In Europe, sales of EVs have hit a pause with about 2 million units sold annually. The Western Europe EV market share stood at 14.4% during the opening third of 2024, showing a stall compared to the previous year. Automakers are banking on the introduction of new, affordable, mass-market EVs to drive future growth. However, there is a lack of such vehicles in Europe at the moment, unlike in China, where they already exist.

Despite the slowdown in EV sales, Chinese manufacturers like BYD continue to lead the global transition to zero-emission vehicles. The ICCT report indicated that Tesla and BYD are at the forefront, with improvements seen in manufacturers like Mercedes-Benz, SAIC, and Chang’an. Legacy automakers are facing challenges related to profitability from EV sales, leading to a more protracted electrification process. While China is currently ahead in EV adoption, EV penetration is declining in other major regions.

The debate around the future of battery technology is ongoing, with many experts predicting that solid-state batteries will begin to replace current EV batteries by 2030. These batteries are expected to offer lower prices, improved range, and reduced weight. However, private buyers in Europe and the US are hesitant to switch to EVs due to concerns about cost, range, charging infrastructure, and technological advancements. The average premium for an EV compared to an internal combustion engine vehicle is 24% in Europe. The roll-out of cheaper EVs is slow, with entry-level models like the VW ID.2 and Renault Twingo expected to arrive only by 2025-2026.
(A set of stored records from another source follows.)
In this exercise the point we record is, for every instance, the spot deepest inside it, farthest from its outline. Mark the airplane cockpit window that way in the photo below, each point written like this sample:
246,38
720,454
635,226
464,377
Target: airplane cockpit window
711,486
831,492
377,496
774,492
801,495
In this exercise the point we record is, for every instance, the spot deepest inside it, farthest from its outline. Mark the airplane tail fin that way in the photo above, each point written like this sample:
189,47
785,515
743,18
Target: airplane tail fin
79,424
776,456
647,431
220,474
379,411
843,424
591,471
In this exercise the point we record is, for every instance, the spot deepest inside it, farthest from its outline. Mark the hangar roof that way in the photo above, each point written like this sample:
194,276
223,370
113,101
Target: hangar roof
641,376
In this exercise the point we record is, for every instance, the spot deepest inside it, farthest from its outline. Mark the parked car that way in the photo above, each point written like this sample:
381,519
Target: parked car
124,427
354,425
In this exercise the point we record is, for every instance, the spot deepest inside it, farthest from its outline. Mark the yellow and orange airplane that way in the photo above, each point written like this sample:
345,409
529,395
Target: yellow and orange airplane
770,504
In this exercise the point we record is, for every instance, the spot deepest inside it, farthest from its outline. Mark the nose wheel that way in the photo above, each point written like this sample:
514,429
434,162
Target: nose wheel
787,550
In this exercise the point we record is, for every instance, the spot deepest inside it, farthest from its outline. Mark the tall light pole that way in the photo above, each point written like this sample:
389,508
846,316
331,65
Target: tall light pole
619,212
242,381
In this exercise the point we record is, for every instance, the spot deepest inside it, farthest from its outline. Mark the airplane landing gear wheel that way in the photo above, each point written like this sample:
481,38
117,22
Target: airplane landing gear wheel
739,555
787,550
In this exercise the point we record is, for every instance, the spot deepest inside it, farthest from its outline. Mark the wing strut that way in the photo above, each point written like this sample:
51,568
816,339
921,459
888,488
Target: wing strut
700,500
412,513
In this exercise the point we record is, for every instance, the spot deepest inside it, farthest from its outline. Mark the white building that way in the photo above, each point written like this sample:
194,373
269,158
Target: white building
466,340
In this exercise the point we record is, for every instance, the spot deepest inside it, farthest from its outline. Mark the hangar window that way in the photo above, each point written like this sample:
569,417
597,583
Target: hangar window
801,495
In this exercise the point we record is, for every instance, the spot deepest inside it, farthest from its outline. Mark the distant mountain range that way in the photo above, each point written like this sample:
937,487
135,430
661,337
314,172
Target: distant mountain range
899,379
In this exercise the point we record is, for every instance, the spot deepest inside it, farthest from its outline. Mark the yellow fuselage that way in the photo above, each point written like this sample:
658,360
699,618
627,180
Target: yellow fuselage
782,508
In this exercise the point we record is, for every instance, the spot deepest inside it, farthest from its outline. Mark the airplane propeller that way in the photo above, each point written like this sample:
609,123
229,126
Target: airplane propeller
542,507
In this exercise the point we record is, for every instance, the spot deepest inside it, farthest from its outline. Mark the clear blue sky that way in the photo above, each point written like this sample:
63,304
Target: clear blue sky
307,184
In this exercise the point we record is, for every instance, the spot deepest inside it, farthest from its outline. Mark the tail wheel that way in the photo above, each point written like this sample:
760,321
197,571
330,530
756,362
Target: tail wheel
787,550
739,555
The slowdown in EV growth is anticipated to benefit established automakers as it provides them with more time to prepare for the transition and extend the profitability of ICE models. However, this delay may not be well-received by EU regulators who aim to enforce regulations to end the sales of all new ICE vehicles by 2035. The EU’s determination to push for EV adoption, despite challenges and competition from China, could impact the automotive industry in the region. As automakers navigate through these changes and challenges, the future of EVs and the transition to sustainable transportation remains uncertain.